Remittances seen up 5%

The growth in money sent home by migrant workers may be sustained through 2014 despite coming from a higher base as global economic conditions improve, leading to an increase in demand for skilled Filipino labor.

The Bangko Sentral ng Pilipinas (BSP) likewise said that the official projection for this year would likely be breached as overseas Filipino workers (OFW) with relatives in storm-ravaged areas send in more cash to pay for reconstruction.

“It actually looks like we will exceed the projection of 5 percent growth,” BSP Governor Amando M. Tetangco Jr. said late last week.

Year-to-date cash remittances at the end of September totaled $16.48 billion, 5.8 percent higher from that of last year, data from the BSP showed.

“The reports we get indicate that there’s been an increase. It’s not easy to segregate [what] is due to the disaster and how much is due to seasonal factors,” Tetangco said, citing a trend of higher remittances in the fourth quarter of the year.

He likewise noted that, in the past, remittances have usually grown above what would be considered normal rates in the months following any major disaster.
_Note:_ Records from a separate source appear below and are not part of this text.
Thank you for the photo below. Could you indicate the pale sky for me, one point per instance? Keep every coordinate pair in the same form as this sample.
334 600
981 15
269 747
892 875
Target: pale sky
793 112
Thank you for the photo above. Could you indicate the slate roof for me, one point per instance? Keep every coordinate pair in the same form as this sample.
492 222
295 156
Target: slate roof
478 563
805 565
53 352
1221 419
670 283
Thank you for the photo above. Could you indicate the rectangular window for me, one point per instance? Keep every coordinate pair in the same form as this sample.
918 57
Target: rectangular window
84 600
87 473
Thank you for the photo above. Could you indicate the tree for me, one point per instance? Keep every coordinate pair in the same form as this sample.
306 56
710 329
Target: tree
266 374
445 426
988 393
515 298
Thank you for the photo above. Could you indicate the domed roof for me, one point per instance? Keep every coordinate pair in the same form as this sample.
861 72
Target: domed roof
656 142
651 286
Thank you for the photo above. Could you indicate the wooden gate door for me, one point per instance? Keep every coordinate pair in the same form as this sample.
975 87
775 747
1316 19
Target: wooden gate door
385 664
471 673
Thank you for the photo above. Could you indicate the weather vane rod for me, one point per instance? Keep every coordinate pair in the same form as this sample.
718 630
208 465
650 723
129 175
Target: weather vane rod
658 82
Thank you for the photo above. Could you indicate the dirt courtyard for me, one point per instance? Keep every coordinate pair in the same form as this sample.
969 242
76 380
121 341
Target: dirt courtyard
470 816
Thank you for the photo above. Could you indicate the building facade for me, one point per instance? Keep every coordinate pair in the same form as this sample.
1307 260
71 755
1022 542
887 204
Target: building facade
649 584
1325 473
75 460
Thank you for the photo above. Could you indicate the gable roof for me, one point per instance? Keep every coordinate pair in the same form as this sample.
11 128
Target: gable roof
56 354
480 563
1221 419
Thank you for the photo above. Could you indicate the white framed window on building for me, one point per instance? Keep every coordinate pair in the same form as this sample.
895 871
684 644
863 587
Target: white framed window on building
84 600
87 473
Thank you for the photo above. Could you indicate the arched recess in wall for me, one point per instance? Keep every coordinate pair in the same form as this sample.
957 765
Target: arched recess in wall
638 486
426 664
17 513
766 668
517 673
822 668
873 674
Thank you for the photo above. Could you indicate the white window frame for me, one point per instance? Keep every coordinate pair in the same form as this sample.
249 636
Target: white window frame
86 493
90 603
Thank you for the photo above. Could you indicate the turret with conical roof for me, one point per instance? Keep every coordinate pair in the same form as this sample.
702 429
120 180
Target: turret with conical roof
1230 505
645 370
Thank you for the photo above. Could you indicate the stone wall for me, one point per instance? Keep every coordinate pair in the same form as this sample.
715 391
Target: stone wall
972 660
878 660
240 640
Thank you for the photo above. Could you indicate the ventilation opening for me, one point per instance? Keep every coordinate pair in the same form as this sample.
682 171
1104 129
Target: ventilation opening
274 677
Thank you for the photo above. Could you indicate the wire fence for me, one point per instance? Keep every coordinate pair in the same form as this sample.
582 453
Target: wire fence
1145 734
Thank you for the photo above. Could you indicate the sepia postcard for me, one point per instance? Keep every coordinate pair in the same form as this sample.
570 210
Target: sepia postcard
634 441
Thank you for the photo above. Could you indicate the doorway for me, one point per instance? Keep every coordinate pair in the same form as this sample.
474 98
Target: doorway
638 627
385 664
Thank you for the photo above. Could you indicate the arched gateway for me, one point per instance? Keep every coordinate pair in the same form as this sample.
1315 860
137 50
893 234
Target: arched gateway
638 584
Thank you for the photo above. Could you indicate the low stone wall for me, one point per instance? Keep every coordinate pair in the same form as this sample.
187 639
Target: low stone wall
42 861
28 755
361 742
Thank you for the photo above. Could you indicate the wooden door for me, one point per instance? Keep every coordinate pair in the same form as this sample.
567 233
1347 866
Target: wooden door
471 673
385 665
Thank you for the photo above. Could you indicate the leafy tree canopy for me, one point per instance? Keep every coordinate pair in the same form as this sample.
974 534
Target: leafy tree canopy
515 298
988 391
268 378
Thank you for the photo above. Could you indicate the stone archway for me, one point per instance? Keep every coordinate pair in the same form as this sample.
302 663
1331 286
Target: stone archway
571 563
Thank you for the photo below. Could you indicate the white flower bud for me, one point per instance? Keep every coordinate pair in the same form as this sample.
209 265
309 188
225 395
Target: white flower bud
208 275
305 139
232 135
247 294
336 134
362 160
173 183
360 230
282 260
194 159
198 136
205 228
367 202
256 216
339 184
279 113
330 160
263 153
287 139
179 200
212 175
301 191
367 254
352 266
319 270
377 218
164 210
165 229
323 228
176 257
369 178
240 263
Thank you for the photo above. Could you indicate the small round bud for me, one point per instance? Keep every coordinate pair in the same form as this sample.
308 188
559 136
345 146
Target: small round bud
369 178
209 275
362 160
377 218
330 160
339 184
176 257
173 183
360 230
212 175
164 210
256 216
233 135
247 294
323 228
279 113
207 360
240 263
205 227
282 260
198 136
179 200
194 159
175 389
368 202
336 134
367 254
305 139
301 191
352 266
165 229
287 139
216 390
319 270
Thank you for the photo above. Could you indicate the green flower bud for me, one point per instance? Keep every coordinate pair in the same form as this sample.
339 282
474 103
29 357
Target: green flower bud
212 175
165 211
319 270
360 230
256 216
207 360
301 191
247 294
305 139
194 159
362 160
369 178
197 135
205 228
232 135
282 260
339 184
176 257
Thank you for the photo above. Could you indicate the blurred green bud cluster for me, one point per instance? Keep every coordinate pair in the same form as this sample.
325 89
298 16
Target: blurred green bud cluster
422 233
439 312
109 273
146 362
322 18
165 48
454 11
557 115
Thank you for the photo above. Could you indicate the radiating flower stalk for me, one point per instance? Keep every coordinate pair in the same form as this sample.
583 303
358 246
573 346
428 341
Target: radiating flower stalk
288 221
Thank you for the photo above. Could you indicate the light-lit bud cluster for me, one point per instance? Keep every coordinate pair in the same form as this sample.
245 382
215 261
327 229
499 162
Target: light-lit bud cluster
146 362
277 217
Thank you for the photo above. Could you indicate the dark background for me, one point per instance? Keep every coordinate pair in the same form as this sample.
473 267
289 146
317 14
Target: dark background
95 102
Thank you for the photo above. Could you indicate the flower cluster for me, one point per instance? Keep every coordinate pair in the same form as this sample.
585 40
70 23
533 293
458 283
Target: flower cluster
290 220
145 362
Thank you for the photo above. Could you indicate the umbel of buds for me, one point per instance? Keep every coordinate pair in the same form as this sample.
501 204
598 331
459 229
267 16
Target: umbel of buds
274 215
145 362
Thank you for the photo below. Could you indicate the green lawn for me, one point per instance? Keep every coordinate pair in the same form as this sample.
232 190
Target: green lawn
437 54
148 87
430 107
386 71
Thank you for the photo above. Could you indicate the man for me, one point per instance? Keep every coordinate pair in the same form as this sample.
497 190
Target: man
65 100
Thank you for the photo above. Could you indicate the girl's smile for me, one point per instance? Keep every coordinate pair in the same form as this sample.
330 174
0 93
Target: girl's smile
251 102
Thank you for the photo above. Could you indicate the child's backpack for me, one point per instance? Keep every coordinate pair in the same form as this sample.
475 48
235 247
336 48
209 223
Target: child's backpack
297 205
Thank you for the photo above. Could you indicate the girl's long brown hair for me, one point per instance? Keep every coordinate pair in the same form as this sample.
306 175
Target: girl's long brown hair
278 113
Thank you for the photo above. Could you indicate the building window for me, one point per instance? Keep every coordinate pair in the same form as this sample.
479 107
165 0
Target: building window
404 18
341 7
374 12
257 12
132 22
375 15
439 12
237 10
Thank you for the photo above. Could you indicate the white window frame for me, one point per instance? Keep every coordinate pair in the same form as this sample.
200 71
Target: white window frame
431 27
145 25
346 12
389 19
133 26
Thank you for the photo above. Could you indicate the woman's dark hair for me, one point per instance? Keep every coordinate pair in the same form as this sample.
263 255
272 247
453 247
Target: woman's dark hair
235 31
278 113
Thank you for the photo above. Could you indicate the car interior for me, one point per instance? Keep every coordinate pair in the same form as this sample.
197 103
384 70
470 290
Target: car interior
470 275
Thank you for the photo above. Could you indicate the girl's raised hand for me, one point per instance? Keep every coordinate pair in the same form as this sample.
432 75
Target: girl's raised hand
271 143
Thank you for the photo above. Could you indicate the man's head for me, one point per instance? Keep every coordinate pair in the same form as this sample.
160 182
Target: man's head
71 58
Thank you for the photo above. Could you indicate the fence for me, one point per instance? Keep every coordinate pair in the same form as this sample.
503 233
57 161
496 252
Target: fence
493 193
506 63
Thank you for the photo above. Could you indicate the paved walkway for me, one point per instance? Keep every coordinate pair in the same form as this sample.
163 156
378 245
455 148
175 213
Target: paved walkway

This was seen following Tropical Storm Ondoy and Typhoon Pepeng in 2008, which caused massive flooding in Metro Manila and Northern Luzon, respectively.

After growing at an average of 5 to 6 percent for most of the year, the increase in remittances surged to about 11 percent a month following the two weather disturbances, Tetangco said.

The same would likely be seen in November and December as OFWs send more money than usual to their families to finance the rebuilding of destroyed homes.

He said the BSP would also stick to the 5-percent forecast for 2014, citing the improvement of economic conditions in countries where OFWs are based.

Tetangco said the growth in remittances over the years has also been driven by improvements in the ability of local banks to make it more convenient for OFWs to send cash home.

Remittances from the country’s stock of eight to 10 million OFWs are considered the main fuel for domestic consumption—the Philippines’ main economic growth engine.

Consumer spending currently makes up 70 percent of the country’s gross domestic product (GDP), which grew by 7 percent in the third quarter of 2013.

Money transfers from OFWs are also the country’s main source of foreign exchange, contributing to a structural surplus in the Philippines’ dollar income that shields the economy from external shocks.